Royal Bank of Canada (RBC) is to raise its base pay by 3% for lower-paid employees as part of a $200 million (£124.6 million) spending package.
The increase, which will take effect on 1 July, applies to all employees in entry-level and less senior positions at branches, call centres and other divisions. According to the bank, the aim of the pay rise is to fend off fierce competition for talent by improving salaries and benefits.
According to a business-wide memo sent by chief executive officer Dave McKay, the employees receiving the pay increase make up nearly half of all RBC staff.

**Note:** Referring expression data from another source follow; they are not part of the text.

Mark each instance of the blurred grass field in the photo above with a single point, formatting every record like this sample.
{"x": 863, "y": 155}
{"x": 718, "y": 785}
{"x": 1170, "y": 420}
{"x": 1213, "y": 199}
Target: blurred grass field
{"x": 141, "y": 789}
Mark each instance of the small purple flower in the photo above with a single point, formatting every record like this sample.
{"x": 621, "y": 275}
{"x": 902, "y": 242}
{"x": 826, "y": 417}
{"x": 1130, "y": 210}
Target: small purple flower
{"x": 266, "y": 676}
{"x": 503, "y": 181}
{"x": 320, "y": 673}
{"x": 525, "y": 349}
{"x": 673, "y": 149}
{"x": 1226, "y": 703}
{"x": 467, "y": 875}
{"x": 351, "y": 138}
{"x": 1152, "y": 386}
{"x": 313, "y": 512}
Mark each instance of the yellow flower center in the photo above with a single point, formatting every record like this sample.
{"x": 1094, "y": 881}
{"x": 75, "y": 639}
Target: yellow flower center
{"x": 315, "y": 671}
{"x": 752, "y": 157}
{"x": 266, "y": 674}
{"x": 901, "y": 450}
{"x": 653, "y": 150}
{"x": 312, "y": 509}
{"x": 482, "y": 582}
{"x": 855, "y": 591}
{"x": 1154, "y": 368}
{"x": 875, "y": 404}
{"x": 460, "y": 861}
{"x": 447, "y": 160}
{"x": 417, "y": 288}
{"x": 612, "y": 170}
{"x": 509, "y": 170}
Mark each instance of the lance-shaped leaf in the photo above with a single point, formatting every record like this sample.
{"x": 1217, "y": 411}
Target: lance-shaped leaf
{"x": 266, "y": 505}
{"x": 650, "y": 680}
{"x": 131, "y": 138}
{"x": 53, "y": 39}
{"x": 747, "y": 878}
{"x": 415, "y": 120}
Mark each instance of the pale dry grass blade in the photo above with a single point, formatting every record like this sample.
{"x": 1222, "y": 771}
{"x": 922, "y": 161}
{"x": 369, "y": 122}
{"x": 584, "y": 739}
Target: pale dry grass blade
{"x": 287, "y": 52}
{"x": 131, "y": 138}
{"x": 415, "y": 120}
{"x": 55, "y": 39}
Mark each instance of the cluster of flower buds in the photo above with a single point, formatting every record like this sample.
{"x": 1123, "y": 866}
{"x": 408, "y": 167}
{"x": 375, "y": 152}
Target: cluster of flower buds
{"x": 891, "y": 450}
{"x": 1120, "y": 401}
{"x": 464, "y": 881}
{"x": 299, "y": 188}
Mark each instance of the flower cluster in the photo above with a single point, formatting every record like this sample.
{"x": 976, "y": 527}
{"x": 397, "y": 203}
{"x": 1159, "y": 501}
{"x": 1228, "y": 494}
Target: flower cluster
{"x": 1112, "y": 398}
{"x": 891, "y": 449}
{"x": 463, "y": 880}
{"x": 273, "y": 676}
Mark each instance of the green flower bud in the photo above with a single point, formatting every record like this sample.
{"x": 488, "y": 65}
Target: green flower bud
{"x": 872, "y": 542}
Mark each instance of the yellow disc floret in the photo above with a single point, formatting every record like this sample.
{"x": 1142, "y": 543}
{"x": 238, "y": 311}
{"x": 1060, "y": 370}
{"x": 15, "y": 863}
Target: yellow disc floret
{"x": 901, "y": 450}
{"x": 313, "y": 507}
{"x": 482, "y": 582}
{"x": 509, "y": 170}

The decision to boost employee compensation has been made as tight labour markets and rising inflation are making it harder to retain talent, with the raise intended to address the market pressures and the rising cost of living that is having a greater impact on colleagues in lower salary bands.
McKay added that the pay rise will address an imbalance between demand and supply for labour, which is emerging as a top concern for business leaders and has been exacerbated by high inflation and rising prices outpacing wage gains for many Canadians.
RBC, which has more than 85,000 full-time employees, will take market forces into account when the bank calculates its normal salary increases at the end of the fiscal year in October.
RBC is also to contribute more to employee pensions over two years, enhance benefits for fertility and surrogacy services and adoption, and add a paid sabbatical programme for staff when they reach employment anniversaries. The bank has also promised more flexibility for staff to work both in the office and remotely, as well as improved training and education opportunities.